La Casa Azul Pops Up in La Marqueta

Just in time for the first anniversary of La Casa Azul, the first bookstore in New York with an emphasis on Latino writers and East Harlem’s only independent bookstore – a venture realized thanks to $40,000 raised on IndieGoGo through hundreds of online donations – founder Aurora Anaya-Cerda has experienced quite the month, reports Manhattan Times‘ Sherry Mazzocchi, with the receipt of a prestigious award and the expansion of her bookstore.

(Photo by Sherry Mazzocchi via Manhattan Times)

More than just a bookstore, La Casa Azul holds events for kids, as it did on the pop-up shop’s opening day. (Photo by Sherry Mazzocchi via Manhattan Times)

She was one of 12 entrepreneurs to receive the Champions of Change award from the White House (video) last month for her crowdfunding efforts to start a small business. And more recently, she opened a pop-up version of La Casa Azul.

While the bookstore’s main hub is on East 103rd Street between Lexington and Park Avenues, the pop-up store is nearby in El Barrio at 115th Street and Park Avenue in La Marqueta, a once-bustling Puerto Rican market in East Harlem. In speaking about the location of her newest undertaking, Anaya-Cerda says, “It has a historical significance.”

In the 1930’s and 40’s, La Marqueta was the place where Puerto Ricans newly arrived to El Barrio shopped for food, clothes and items from back home.

Neighborhood people often talk about going there with parents and grandparents. Some of those stories are even captured in poems and books sold in her store.

“I see how our bookstore is the perfect way to tie in the history to this new East Harlem,” she said.

More than just an independent bookstore, La Casa Azul serves as a cultural space that includes educational and children’s programs. On July 6, the opening day of the pop-up shop – with cupcake decorating for kids and live music – the main location held its second annual Frida Kahlo look-alike contest.

(Photo by Sherry Mazzocchi via Manhattan Times)

In honor of Frida Kahlo’s influence on La Casa Azul, the bookstore held its second annual lookalike contest. The winner was Paula M. Sánchez-Kucukozer (far right). (Photo by Sherry Mazzocchi via Manhattan Times)

Most came in traditional long skirts, complete with a penciled in unibrow.
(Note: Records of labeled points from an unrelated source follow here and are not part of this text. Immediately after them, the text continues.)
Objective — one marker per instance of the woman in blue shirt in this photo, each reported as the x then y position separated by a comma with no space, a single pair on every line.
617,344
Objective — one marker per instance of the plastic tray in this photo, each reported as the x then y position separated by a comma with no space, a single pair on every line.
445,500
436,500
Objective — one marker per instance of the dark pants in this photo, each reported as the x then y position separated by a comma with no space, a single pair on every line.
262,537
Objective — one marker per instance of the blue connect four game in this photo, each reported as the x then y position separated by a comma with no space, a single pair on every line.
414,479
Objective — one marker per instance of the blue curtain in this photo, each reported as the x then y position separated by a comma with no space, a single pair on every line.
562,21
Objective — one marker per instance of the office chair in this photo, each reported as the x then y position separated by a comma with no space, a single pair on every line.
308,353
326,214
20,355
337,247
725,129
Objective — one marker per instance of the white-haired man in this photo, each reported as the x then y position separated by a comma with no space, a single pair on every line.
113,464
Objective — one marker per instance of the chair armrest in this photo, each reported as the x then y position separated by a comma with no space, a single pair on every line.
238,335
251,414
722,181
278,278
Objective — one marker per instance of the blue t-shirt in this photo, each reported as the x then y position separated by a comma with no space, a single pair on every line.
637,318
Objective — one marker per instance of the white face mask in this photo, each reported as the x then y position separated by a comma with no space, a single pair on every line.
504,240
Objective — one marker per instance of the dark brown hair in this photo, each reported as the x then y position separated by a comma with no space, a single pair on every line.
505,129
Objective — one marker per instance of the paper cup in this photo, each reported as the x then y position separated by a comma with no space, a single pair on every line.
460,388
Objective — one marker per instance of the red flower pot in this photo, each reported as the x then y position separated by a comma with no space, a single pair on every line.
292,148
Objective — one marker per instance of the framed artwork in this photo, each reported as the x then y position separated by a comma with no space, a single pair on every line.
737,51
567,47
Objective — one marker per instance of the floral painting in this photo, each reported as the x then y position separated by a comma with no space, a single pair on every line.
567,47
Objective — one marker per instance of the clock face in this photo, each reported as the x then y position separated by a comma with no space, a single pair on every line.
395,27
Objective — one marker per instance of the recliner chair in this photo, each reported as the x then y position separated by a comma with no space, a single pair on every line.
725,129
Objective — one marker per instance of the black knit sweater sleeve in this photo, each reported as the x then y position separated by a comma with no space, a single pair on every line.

One contestant came as Frida with short hair, dressed in a man’s suit—from a famous self-portrait created after a messy breakup with husband Diego Rivera.

Winner Paula M. Sánchez-Kucukozer looked remarkably like Kahlo.
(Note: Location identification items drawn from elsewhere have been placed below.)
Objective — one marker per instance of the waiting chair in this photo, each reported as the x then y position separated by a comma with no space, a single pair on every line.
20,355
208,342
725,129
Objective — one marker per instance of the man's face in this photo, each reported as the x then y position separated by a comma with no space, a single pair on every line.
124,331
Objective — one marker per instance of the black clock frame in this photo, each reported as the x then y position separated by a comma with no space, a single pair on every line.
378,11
With colorful flowers tucked into her pulled back hair, she wore traditional Mexican clothing, carried a painter’s palette and held a stuffed monkey, resembling another of the artist’s many self-portraits.

The date of the contest and the pop-up opening coincided with the birthday of Kahlo, July 6, 1907.
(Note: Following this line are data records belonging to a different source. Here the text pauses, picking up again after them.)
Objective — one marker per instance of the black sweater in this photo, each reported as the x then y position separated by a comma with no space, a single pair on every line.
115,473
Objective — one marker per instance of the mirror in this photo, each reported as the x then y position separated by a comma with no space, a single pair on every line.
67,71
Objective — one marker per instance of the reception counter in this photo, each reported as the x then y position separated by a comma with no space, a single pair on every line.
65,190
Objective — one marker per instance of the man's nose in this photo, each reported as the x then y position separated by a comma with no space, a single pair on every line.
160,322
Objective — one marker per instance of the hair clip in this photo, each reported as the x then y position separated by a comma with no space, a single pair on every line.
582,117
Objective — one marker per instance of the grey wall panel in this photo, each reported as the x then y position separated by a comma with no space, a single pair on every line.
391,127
La Casa Azul is named after the famed Mexican painter’s house, now preserved as a museum, in the Coyoacán section of Mexico City.

“It was a wonderful way to honor her,” she [Anaya-Cerda] said.

It’s events like these, along with other social and cultural activities, that indicate how the community and neighborhood are an integral part of La Casa Azul.

The store is a true reflection of the people in the neighborhood, she said.

“For me, having La Casa Azul in East Harlem, there was never any other option. It needed to be here.”